A circunstância não foi das melhores. O cara mais bacana daqueles saudosos tempos de brincadeiras na rua tinha falecido. Uma discussão besta no trânsito o tinha levado para o outro lado. Também, não se pode dizer que foi uma surpresa, afinal ele sempre era o mais encrenqueiro da turma, não levava desaforos pra casa. Trinta anos haviam se passado.

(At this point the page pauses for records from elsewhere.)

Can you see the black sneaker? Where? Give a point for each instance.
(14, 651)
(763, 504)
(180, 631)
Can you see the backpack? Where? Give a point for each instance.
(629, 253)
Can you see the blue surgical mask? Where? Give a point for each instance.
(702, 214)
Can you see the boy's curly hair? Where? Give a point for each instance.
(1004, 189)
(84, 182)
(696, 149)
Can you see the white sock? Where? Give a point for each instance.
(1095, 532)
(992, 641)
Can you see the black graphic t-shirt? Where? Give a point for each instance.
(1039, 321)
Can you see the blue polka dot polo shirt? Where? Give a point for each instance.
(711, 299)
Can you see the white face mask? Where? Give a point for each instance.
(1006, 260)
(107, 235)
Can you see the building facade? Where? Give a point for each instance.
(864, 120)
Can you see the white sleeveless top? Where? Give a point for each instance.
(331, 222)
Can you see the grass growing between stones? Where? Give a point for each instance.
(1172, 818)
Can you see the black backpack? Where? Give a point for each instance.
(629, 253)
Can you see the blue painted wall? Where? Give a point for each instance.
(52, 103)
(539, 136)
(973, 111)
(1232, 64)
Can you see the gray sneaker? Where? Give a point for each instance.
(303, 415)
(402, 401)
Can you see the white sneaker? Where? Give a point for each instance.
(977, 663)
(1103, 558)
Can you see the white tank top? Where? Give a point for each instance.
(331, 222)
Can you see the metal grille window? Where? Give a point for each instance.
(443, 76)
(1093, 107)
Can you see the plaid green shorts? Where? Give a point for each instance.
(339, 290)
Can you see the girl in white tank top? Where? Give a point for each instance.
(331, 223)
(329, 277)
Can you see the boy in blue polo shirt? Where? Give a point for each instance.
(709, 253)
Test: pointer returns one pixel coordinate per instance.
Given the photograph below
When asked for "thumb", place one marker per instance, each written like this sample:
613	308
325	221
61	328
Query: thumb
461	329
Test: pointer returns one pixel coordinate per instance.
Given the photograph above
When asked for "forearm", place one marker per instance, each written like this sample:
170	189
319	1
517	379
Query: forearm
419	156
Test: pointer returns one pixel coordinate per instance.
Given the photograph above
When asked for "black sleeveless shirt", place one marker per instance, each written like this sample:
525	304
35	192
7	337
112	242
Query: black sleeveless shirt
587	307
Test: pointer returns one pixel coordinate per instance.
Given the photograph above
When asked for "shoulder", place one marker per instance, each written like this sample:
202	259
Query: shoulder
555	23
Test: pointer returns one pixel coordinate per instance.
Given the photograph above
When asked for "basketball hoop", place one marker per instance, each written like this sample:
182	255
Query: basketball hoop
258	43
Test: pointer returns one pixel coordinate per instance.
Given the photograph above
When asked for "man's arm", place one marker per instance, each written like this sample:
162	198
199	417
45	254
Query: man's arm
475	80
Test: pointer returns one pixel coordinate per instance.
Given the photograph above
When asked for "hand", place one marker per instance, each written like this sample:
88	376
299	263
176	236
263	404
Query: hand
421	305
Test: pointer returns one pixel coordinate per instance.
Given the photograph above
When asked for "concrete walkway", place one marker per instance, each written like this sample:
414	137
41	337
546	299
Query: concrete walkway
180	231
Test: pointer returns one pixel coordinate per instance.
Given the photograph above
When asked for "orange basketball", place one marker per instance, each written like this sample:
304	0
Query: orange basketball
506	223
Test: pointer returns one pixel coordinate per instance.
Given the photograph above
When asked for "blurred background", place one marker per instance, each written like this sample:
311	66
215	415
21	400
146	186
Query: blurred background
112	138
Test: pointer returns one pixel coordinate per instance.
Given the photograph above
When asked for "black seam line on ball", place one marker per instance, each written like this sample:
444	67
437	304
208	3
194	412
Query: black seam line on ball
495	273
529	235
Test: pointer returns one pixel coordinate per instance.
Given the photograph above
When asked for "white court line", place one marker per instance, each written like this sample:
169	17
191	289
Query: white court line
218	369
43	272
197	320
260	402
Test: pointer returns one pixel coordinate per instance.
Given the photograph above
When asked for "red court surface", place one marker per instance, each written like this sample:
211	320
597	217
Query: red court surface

Naquela rua de pouco movimento, cujo final dava num terreno baldio gigante, conhecido como Lixão, mais de dez moleques brincavam diariamente. Futebol com gol caixote, pipa, taco, Super Trunfo, corrida de bike, queimada, vôlei e até basquete. 
Em seu auge, vinham meninos de outras ruas e bairros pra bater uma bola por aqueles lados. As atividades começavam bem cedo, e só acabavam quando anoitecia. Na época era relativamente comum faltar aenergia elétrica, e quando isso acontecia de noite, todos saíam também para rua, curtir a escuridão.
A vida tratou de acabar com a festa. Um se mudou, outro começou a namorar, alguns foram estudar longe. Pouco a pouco, perderam o contato. A rua deixou de ser sem saída, construíram o tal shopping prometido há décadas. Carros passando o tempo inteiro, residências convertidas em comércio. Triste de se ver.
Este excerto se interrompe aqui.